It should be emphasized that if the model was developed on the so-called balanced training set, i.e. this sample was not representative in terms of prevalence, then the estimates of PPV and NPV obtained during internal testing are biased — and the more the actual prevalence deviates from the group sizes in the training sample. As a result, it will be difficult, if not impossible, to obtain the same values in a well-designed sample during clinical trials. With that, Se and Sp do not depend on the prevalence, and therefore they are easier to reproduce, but they have no practical value for doctors.
External validation of the diagnostic/screening model, which often, unfortunately, replaces clinical trials of such models, actually corresponds to the non-comparative study design described above: samples of positive and negative cases are formed, and Se and Sp are calculated. This can be considered acceptable if the following principles are keeped:
1) sample is obtained strictly from target population;
2) reliable reference test is used;
3) the ratio of positive and negative cases correspond to the prevalence of the condition in the target population;
4) calculation of not only Se and Sp but also of PPV and NPV is performed;
5) 95% CI must be calculated for all metrics;
6) safety is assessed, first of all, the consequences of under- and overdiagnosis errors.

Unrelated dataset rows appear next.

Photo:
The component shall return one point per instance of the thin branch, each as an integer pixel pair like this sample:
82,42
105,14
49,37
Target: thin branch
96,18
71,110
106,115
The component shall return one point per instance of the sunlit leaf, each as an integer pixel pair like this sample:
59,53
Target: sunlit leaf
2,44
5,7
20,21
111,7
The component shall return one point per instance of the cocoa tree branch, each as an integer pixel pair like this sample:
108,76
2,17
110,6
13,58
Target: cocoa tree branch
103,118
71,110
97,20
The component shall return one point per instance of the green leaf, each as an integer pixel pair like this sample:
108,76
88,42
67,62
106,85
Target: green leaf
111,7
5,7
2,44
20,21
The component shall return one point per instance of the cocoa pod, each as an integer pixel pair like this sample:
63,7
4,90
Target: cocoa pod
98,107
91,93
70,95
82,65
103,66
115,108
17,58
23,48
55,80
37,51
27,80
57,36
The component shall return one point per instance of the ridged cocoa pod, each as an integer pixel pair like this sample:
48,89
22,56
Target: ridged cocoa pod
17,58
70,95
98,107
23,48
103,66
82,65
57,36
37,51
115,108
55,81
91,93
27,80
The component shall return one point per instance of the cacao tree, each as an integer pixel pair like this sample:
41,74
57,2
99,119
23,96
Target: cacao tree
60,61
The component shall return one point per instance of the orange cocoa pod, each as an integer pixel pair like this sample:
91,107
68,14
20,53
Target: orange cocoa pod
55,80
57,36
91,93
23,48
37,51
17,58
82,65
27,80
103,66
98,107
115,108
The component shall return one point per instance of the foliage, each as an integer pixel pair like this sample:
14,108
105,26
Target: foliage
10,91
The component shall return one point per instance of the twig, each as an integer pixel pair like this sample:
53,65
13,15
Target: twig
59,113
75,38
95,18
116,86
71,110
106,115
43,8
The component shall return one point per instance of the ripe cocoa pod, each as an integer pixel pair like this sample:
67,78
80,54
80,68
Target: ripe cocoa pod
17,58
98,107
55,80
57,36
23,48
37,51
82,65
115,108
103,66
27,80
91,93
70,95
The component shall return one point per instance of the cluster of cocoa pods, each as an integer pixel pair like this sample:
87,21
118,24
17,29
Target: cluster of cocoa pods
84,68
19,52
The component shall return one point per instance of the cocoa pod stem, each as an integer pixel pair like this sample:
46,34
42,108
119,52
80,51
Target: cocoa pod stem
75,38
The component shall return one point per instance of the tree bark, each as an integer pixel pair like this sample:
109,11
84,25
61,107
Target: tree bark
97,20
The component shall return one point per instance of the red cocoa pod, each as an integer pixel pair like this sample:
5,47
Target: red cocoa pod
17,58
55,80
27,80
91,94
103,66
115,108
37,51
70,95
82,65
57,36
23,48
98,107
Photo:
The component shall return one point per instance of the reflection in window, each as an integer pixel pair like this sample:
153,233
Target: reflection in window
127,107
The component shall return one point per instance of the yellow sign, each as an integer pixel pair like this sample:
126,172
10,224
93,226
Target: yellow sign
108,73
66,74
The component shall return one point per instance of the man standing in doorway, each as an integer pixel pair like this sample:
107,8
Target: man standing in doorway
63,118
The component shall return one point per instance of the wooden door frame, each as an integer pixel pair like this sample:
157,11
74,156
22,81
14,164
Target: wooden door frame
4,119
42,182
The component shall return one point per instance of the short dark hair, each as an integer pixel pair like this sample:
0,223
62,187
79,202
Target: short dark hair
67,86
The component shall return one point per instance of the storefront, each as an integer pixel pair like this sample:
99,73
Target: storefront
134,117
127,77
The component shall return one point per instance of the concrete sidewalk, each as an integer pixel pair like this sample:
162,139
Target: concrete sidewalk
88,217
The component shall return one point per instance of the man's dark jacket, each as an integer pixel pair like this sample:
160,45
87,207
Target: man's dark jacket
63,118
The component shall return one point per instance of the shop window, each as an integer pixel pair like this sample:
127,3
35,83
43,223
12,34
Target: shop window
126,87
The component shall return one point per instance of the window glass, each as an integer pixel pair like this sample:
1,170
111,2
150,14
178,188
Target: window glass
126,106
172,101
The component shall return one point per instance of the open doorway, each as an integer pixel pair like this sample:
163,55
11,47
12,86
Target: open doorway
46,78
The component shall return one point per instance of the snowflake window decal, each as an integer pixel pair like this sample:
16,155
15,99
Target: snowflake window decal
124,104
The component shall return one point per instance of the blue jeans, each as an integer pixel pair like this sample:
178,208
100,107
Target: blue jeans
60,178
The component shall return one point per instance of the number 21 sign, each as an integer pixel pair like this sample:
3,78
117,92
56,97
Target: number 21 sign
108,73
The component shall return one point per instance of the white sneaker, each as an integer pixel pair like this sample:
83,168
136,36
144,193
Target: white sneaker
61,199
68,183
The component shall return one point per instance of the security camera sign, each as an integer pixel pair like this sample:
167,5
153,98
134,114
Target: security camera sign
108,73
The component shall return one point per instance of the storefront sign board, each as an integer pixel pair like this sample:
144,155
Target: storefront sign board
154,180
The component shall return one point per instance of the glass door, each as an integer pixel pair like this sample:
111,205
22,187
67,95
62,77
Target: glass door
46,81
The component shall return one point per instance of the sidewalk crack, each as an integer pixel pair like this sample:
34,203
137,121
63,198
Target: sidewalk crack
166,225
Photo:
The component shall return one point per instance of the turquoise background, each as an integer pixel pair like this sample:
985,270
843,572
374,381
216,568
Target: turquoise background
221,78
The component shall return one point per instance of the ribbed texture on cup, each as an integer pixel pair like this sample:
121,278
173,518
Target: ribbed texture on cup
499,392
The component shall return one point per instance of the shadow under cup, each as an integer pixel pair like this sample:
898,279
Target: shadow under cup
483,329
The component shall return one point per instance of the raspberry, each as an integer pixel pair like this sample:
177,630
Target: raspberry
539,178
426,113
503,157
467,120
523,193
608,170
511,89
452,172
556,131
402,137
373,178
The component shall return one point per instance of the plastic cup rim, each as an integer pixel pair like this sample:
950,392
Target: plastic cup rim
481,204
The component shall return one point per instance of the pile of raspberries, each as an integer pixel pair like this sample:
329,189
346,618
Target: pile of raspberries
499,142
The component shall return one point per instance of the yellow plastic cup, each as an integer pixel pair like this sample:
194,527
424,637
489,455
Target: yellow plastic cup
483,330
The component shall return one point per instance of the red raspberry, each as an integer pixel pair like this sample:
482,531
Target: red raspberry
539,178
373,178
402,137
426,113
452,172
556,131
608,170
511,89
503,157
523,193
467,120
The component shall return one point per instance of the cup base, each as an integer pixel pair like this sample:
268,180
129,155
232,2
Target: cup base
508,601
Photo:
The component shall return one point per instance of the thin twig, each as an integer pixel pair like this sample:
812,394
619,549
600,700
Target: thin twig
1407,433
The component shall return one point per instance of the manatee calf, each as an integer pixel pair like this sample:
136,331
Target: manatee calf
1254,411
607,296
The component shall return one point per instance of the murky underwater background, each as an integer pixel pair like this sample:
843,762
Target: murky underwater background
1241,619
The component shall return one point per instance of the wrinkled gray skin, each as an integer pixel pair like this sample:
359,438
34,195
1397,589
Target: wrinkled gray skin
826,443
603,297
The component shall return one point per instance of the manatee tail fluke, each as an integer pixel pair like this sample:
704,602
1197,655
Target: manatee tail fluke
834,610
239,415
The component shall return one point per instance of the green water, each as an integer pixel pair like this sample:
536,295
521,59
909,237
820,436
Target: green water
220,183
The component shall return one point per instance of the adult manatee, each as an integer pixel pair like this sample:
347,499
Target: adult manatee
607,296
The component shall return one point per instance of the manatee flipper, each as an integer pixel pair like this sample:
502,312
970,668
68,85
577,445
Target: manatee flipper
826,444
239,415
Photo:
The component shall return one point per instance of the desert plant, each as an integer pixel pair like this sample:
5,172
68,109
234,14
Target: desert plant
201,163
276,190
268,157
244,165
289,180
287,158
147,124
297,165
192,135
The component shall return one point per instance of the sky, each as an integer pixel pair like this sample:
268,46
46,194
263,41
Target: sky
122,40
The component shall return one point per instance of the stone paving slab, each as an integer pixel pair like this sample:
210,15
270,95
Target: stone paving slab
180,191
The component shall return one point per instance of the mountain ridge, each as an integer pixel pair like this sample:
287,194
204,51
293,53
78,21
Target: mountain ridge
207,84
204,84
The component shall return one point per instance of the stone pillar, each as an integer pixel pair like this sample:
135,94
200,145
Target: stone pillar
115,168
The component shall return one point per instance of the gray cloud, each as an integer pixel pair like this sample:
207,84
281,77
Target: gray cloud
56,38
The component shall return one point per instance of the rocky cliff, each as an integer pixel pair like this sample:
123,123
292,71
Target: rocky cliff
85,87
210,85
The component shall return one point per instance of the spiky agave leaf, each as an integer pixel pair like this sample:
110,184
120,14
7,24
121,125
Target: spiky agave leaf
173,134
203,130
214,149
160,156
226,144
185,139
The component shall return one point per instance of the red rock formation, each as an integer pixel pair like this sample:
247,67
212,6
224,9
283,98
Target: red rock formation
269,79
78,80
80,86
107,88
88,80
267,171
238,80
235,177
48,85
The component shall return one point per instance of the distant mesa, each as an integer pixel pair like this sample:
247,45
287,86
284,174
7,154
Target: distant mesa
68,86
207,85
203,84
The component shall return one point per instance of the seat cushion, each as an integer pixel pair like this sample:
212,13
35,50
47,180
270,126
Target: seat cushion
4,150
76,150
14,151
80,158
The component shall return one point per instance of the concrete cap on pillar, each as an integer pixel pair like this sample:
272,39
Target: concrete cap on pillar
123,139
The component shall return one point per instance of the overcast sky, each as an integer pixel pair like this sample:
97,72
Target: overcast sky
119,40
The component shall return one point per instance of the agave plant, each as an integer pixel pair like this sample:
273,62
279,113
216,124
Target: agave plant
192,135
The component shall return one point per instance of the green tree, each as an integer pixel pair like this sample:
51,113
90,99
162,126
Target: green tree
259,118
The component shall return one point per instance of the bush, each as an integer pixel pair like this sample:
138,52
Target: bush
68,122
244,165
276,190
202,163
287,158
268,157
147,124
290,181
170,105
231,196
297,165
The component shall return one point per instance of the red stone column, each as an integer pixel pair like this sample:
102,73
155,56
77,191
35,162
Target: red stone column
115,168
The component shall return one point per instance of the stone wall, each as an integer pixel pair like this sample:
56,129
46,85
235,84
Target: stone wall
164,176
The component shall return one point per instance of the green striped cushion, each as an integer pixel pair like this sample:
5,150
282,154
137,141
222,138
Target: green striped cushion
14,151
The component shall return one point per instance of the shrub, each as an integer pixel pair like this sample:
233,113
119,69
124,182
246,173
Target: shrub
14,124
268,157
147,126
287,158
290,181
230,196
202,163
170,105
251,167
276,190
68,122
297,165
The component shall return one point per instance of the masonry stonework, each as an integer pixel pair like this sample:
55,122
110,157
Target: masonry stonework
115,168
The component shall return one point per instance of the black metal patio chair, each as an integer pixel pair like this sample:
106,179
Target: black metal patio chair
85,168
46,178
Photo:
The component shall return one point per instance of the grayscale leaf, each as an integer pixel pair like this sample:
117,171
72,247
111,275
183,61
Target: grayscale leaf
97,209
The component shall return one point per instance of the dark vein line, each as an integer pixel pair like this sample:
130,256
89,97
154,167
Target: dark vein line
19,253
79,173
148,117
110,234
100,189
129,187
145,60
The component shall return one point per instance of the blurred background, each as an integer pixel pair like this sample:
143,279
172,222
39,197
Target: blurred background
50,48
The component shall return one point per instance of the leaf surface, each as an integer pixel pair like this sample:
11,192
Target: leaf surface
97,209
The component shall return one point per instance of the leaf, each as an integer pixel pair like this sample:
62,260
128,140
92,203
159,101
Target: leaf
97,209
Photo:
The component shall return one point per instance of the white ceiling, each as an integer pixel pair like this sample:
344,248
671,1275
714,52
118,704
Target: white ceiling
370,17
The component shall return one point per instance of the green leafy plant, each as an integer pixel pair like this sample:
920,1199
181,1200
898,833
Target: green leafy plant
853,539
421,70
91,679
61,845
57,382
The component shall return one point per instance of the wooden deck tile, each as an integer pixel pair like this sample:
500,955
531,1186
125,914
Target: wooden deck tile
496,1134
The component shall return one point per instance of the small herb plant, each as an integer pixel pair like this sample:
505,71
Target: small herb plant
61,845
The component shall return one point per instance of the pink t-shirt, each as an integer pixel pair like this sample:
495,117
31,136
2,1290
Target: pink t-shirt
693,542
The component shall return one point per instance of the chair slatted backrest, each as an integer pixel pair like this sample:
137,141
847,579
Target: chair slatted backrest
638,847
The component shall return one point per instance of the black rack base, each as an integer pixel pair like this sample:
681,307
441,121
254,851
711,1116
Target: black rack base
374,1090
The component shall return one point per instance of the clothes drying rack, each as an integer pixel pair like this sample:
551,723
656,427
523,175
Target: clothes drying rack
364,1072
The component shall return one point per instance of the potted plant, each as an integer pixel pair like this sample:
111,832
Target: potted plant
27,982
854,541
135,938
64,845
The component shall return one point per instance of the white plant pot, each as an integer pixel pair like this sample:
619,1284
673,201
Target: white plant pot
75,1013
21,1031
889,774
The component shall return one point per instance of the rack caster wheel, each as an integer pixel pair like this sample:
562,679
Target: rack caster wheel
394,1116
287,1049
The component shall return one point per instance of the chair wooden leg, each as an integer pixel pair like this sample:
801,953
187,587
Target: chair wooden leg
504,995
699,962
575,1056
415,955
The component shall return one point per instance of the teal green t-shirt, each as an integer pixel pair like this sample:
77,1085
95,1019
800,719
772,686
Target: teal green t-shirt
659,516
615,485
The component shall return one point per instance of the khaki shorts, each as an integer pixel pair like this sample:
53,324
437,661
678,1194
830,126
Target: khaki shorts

Binary outcome, comparative study, hypothesis of superior accuracy/safety of diagnostic/screening test
The hypothesis of the superiority of the model over the existing test is tested when compared to the reference test. Thus, diagnostics is performed by three tests — reference, new, and old (routinely used, suggested for replacement) ones.
In this case, the sample size calculation is based on clinically significant superiority of the new test over the old one. The main calculation parameters are:
1) type I error (alpha) — usually set to 5%;
2) statistical power — 90% is recommended, 80% is minimum;
3) the value of the chosen metric (for example, PPV) for the old test;
4) the value of the chosen metric for the new test.
It should be noted that the accuracy of the routinely used test is not always known. In this case, one should perform a preliminary study with assessment of its accuracy.
If the excess of the new test accuracy over the old one is expected to be small (for example, 5%), such a test is unlikely to be introduced into medical practice. A new test is often more expensive than the routinely used one; accordingly, in this situation, a clinical trial should be followed by a clinical and economic analysis, during which the incremental cost effectiveness ratio is to be evaluated. In other words, it must be determined whether the cost increment is justified in terms of the increment in diagnostic accuracy. Besides, medical practice is generally very conservative, and a small improvement in accuracy may not be a strong argument in favor of introducing a new test. So, to calculate the sample, it is necessary for physicians to establish the minimum accuracy value (compared to the routine test) that would convince them to use a new, potentially more accurate test.
Calculation of the sample size is possible in various statistical packages, but reliable online calculators, for example, https://sealedenvelope.com/power/binary-superiority/ (of course, with reference to the calculator and the literature that underlies the calculations and is listed on the calculator webpage) can also be used.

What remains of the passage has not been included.